The policy elements of "Opportunity for Women" emphasize the labor market -- eliminating the glass ceiling, combating pay discrimination, supporting women as entrepreneurs. The labor market policy pledges may contain one very important new direction: comparable worth. Unfortunately, the references to titles of legislation, rather than to content, make it a little difficult to be certain about intended meaning. The plank commits to enacting the Lily Ledbetter Act, which would counter a 2007 Supreme Court ruling by restoring the status quo ante regarding when the clock starts on employment discrimination claims. The plank also commits to modernizing the Equal Pay Act, but doesn't say how. Current legislative proposals call for improving available remedies under the Equal Pay Act -- is that what is meant? Finally, the plank declares "we will pass the Fair Pay Act" -- but again, I'm not sure what is meant here. The Lily Ledbetter Act is often referred to as the Lily Ledbetter Fair Pay Act -- so is the Fair Pay provision redundant of the pledge to enact the Ledbetter Act? Or does it refer to a current legislative proposal, introduced by Senator Tom Harkin and Representative Eleanor Holmes Norton -- a proposal that calls for a comparable worth strategy to achieve pay equity? If the latter, this is important. The Fair Pay bill would require employers to pay employees in female-dominated jobs at the same rate as employees in equivalent male-dominated jobs.

Missing from the labor market fairness agenda is support for the Equal Remedies Act, which would lift the caps on damages available in sex discrimination suits under Title VII. Making the full menu of economic remedies available to victims of employment discrimination based on sex has been urgently needed since 1991, when the Civil Rights Act enacted the caps on damages in the first place. Support for the Ledbetter Act without support for Equal Remedies leaves women as second class citizens in the labor market.

The "Opportunity for Women" plank refers to the platform's work and family agenda, as well as to it's anti-poverty commitment, which together round out a strategy for opportunity.

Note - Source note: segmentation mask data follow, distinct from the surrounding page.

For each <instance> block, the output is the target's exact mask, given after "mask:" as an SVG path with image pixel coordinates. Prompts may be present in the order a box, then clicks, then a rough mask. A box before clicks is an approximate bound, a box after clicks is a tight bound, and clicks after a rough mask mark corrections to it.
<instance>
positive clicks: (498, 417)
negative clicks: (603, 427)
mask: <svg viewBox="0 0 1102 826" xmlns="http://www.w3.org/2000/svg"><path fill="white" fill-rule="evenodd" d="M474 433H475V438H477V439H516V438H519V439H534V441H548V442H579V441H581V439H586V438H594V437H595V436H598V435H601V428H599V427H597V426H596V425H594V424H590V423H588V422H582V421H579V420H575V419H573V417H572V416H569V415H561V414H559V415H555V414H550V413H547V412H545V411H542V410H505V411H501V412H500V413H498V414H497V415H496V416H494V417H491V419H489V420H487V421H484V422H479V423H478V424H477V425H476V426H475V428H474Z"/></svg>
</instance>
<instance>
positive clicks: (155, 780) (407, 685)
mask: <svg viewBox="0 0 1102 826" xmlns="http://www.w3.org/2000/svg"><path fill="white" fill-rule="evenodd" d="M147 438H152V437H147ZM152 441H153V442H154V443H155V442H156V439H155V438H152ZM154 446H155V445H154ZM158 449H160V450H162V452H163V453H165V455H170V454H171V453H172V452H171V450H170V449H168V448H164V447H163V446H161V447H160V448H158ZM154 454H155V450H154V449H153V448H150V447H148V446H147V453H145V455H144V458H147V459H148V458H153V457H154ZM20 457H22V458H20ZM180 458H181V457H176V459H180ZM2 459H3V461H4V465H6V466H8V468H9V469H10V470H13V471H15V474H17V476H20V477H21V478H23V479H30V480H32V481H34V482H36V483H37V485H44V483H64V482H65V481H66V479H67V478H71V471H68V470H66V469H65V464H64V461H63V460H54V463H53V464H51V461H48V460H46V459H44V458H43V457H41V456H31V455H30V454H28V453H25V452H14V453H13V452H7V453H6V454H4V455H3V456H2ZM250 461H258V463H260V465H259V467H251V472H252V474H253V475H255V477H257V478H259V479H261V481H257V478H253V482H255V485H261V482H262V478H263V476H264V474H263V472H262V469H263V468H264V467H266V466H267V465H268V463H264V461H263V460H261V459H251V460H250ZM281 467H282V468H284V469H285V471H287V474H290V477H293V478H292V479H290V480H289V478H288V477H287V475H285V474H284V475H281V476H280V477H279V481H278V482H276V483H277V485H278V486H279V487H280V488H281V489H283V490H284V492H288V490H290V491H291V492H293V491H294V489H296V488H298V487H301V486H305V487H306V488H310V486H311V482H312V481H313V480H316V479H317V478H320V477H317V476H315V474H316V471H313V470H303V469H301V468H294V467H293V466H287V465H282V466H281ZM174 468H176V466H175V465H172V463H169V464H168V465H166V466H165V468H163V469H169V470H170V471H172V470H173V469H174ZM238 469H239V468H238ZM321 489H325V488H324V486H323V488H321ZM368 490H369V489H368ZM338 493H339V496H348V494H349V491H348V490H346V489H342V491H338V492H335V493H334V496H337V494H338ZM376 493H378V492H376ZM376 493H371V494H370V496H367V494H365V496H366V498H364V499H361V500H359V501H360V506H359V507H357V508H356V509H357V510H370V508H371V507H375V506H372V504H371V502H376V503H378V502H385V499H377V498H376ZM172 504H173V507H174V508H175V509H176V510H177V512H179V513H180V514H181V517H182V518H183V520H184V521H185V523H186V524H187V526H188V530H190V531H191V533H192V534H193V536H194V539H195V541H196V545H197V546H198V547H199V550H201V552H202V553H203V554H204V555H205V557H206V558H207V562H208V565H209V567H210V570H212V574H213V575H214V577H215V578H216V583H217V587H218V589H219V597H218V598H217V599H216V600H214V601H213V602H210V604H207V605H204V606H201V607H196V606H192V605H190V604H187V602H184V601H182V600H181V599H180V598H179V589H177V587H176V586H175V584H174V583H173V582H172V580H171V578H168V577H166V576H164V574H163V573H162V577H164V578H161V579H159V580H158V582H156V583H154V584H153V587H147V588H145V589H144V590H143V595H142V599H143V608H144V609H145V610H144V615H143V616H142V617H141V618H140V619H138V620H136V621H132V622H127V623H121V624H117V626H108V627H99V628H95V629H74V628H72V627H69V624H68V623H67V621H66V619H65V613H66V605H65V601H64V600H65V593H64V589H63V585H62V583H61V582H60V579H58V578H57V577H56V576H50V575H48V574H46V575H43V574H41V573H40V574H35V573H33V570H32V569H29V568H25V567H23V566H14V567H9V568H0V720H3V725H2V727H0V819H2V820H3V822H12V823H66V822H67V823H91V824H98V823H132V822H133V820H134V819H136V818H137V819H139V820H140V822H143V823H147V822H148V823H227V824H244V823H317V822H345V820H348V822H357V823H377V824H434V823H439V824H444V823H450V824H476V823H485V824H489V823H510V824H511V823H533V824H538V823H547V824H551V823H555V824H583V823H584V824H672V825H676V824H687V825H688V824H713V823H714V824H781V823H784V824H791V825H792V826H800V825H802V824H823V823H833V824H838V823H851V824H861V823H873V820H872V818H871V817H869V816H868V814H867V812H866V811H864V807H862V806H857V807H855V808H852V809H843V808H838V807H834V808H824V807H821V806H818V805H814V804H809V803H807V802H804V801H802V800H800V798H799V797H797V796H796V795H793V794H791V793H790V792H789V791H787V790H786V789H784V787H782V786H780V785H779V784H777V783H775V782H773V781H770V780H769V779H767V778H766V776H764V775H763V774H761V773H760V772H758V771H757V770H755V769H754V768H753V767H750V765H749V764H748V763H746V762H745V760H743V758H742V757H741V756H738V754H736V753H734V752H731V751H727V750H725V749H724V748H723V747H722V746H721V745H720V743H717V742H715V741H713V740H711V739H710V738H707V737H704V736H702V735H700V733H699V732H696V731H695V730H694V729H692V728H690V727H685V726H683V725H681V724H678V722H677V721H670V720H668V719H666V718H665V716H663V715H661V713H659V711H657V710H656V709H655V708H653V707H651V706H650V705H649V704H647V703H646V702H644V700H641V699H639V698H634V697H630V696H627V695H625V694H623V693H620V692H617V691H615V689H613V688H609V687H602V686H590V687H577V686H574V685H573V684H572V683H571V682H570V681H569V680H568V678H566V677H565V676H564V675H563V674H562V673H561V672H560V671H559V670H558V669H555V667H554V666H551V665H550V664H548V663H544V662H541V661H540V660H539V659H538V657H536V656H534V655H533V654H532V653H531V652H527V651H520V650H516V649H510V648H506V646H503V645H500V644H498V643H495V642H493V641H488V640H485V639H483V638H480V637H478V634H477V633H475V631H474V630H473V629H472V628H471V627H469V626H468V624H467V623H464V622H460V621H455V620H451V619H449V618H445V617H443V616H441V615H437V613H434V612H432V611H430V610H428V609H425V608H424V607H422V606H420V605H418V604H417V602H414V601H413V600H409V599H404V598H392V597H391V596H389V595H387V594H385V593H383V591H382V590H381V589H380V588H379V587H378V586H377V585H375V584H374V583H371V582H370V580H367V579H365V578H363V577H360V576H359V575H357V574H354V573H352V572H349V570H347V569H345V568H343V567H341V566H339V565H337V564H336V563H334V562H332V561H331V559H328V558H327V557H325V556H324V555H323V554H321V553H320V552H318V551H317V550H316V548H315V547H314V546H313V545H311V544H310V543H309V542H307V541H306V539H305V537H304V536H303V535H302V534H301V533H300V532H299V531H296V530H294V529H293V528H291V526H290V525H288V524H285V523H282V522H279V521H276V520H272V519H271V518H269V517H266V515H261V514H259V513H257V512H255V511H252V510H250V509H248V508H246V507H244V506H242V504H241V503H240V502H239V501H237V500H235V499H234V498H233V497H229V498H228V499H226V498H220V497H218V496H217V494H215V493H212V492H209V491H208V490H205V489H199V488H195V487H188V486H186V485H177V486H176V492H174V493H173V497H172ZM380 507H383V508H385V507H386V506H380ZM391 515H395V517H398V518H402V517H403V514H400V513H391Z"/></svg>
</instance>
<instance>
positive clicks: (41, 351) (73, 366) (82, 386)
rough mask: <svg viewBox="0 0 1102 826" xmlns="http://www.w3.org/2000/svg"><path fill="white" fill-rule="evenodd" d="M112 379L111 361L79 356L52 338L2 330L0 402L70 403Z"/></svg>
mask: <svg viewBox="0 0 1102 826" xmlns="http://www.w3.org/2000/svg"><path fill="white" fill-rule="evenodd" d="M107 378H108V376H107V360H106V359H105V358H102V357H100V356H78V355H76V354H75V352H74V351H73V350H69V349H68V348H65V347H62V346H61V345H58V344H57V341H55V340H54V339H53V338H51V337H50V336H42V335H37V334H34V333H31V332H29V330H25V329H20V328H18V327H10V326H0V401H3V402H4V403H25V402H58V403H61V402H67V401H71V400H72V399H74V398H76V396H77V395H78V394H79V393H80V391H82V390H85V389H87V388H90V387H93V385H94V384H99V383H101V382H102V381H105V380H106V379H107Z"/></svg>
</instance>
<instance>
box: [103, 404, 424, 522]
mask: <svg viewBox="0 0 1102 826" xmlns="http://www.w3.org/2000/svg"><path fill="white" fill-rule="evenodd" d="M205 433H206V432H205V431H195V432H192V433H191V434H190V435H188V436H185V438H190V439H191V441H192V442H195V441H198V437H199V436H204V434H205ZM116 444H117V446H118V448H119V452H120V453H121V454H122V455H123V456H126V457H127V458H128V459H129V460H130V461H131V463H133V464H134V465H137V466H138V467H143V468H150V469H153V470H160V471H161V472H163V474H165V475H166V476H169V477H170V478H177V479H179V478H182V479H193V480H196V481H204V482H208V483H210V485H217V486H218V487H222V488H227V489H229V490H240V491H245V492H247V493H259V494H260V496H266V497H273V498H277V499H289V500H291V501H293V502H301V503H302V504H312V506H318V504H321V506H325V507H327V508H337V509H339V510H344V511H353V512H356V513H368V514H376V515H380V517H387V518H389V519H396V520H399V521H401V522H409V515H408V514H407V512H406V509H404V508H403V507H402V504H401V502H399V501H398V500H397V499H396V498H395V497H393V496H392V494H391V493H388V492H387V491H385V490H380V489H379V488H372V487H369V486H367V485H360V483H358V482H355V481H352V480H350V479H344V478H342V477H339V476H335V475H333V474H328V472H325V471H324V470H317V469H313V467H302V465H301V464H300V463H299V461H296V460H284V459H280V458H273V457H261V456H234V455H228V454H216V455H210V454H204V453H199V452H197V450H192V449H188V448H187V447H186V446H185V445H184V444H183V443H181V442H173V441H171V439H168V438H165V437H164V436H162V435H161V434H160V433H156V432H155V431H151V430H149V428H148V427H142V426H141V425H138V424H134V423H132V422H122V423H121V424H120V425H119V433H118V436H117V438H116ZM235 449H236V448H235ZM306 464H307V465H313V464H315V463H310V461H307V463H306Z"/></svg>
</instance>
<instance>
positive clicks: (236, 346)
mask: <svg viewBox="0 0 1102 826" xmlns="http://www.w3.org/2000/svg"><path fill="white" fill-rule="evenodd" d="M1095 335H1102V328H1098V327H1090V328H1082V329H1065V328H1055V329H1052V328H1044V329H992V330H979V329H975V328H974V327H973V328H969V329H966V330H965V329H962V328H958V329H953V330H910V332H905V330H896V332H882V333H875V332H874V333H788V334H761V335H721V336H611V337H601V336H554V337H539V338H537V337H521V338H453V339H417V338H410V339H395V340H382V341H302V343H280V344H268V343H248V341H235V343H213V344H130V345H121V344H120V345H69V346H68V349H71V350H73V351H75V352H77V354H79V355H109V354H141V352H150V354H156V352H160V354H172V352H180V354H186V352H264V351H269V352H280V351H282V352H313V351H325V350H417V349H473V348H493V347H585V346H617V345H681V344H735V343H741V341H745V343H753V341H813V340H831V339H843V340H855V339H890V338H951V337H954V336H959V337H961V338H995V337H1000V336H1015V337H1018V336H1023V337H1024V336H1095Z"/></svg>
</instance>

But the prize here is getting the same deal in the labor market as men get.

The only mention of women's gendered experiences come in strong language against sexism and domestic violence. So the victimization of women will be fought as antithetical to opportunity.

But the unique work done mostly and willingly by women -- caregiving -- figures here only as an exception to labor market participation (see the Work & Family plank). Attention to caregiving in its own right defies the opportunity paradigm and requires rethinking our framework for justice.

Real change -- bold thinking -- would incorporate consideration for caregiving into an agenda for women through such mechanisms as a caregivers' allowance, portable child care benefits, and remedies for income inequalities (including in retirement) that derive from the disproporationate societal allocation of caregiving responsibilities to women.

Real change would also match the affirmation of rights for all women across all class-based, race-based, and sexuality-based experiences of inequality as labor market participants and as caregivers.

Only in two other spots in the platform are women's rights mentioned -- in the provision on "Choice" and in one titled "A More Perfect Union." More on these pledges in a separate post.